Standing behind their country’s number one agricultural export, the members of the Greek Association of Industries & Processors of Olive Oil, known as SEVITEL, know they represent one of the most important business interests in Greece. A key part of the Greek culture, olive oil is entrenched in ancient Greek history and today is used in everyday modern cooking. SEVITEL’s members’ main challenge is to work together to communicate abroad that Greek olive oils have special qualities and benefits like no other. It is a key vision for the non-profit organization, since 85 percent of the packed oil that is sold in the Greek market and internationally, comes right from Sevitel’s 53 members.
“Once you get involved with olive oil I think it starts circulating in your veins.”
Gregory Antoniadis, SEVITEL’s president for the past seven years, says his first job in the Greek food industry began as an olive oil buyer for Unilever more than 25 years ago. He has climbed the ranks since then, currently serving as that company’s Communications & Media Director.
“For us Greeks, olive oil is an important part of our culture, in our history, religion, everywhere. We also have the highest per capita consumption on earth at 14 kilos per head, babies included,” he says with a smile.
Even with a rich history surrounding the use of olive oil, Greece remains the third in size producer behind Italy and Spain which is currently the world’s leading exporter of extra virgin olive oil. “We may be third but we produce proportionately higher quality extra virgin olive oil produced at 75 percent while Italy and Span have much less percentages. Our drawback is that we have higher costs but that’s because we invest in quality. At SEVITEL, we aim to communicate this special quality to the world.”
Antoniadis says SEVITEL’s efforts are challenging given Greece’s slower start in producing and marketing olive oil compared to the other top olive oil producing nations.
He says Italy, which is the second largest producer of olive oil, had their first branded product in 1860 as Italian immigrants opened up groceries and sold their first bottles. However, Greece’s first national brands appeared a century later, in the 1960s and 1970s.
Spain, with its extensive cultivation and mechanization has enabled it to become the world’s biggest producer and exporter of olive oil. However, intensive cultivation is preferred in Greece and according to Antoniadis, a Greek farmer may need more time to produce their oil but in the end, he produces olive oils of better quality.
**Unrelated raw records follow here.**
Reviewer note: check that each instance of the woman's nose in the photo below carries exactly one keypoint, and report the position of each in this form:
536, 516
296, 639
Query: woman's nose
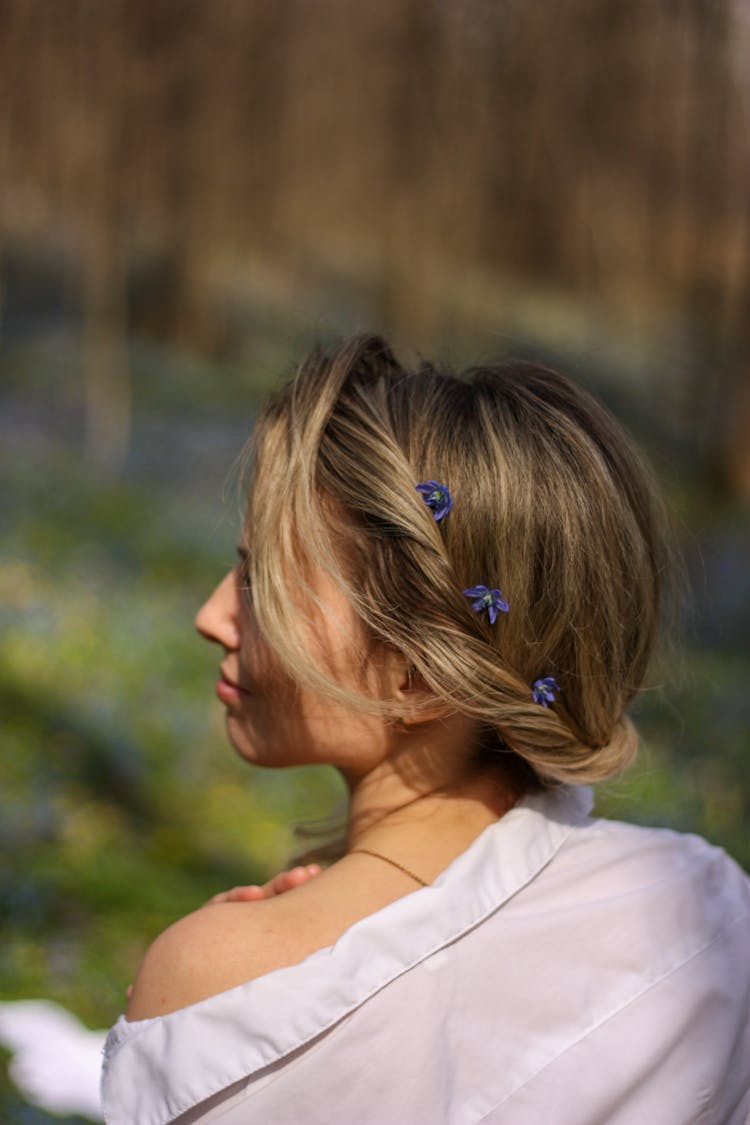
218, 619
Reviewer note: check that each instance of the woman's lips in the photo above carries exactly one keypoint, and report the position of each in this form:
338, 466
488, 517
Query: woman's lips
229, 692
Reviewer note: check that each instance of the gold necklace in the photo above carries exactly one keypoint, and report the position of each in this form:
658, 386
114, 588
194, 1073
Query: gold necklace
377, 855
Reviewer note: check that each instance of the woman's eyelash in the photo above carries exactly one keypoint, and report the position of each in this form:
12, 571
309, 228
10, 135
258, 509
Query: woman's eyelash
242, 567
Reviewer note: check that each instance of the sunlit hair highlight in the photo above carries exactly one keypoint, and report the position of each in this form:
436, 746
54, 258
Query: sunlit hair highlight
551, 503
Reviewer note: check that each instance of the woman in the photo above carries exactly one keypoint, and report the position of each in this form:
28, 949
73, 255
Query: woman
448, 588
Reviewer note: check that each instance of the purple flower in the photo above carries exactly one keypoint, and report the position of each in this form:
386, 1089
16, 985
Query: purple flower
490, 600
543, 690
437, 497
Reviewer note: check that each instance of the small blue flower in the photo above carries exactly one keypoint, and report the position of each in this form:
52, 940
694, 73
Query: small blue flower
544, 690
437, 497
490, 600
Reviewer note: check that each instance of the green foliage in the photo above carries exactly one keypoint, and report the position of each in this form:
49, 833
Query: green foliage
122, 807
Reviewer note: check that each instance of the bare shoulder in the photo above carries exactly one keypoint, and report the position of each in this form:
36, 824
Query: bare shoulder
216, 948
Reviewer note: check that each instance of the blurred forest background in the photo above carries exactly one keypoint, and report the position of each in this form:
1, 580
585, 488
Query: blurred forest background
190, 194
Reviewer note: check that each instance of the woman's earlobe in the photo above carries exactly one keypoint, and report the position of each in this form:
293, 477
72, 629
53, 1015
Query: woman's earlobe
416, 700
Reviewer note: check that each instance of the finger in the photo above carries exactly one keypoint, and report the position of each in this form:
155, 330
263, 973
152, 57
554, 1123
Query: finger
238, 894
288, 880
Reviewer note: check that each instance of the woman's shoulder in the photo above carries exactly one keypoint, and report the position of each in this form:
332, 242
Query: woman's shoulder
218, 947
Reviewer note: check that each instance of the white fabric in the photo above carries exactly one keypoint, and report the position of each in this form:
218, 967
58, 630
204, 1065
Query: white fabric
562, 971
57, 1061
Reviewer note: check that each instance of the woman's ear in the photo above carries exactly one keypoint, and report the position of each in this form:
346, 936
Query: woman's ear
415, 700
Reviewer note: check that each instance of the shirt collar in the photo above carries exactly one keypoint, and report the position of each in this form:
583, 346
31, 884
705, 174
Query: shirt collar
156, 1069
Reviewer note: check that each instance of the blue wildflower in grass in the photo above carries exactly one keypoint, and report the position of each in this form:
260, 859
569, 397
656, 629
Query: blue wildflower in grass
543, 691
437, 497
490, 600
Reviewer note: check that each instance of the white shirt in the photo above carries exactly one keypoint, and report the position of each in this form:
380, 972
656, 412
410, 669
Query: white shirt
562, 971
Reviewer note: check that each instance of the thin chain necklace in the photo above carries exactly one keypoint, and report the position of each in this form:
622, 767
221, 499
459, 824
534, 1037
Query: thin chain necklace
377, 855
As a result of the way olive oil is typically produced and marketed, the presence of Greek brand-name olive oil on the international market had been minimal for many years. For the average consumer, branded Greek olive oil wasn’t as simple to find as Italian and Spanish olive oils.
“We have always been the advocates of market growth. The major challenge for Greece is to expand the markets externally and internally,” explains Antoniadis. “What we are undergoing is a crash course of understanding things in an abrupt way, especially in this crisis. We analyzed the past and know what needs to be done for the future. There is no room for more debate.”
As a result, Antoniadis says a major achievement for SEVITEL, was the growth of Greek olive oil exports by 40 to 45 percent over the past four years.
“Knowing that we started from a low base, we are being realistic about our expectations but growth is important and we are on the right track. We still must step up our marketing since few products are out there like olive oil, which has great potential for quick growth.”
He says a factor to that growth is the rising popularity of the health benefits associated with the Mediterranean diet, of which olive oil is a key ingredient. He says once the public is more aware of the special nature and variety of Greek olive oil, more consumers seeking value will make the choice towards Greek brands.
Antoniadis say the future of Greek olive oil is also in the taste. “It’s not just about convincing people that it’s healthy but that it is also tasty.”
“We need to capitalize on the quality of Greek olive oil. We are exporting half of our production abroad in bulk of course, not branded, and it’s been used by others which is understandable since this is how international globalization works.”
Ninety percent of Greek olive oil is exported to the European Union, 80 percent in bulk plus 10 percent as Greek brand name olive oil. Exports are increasing to other countries as well, such as Canada, Australia, Japan, China, India and the US. “We are by far small exporters but there is opportunity for us to grow,” says Antoniadis. “Now, it’s a matter of tapping that opportunity.”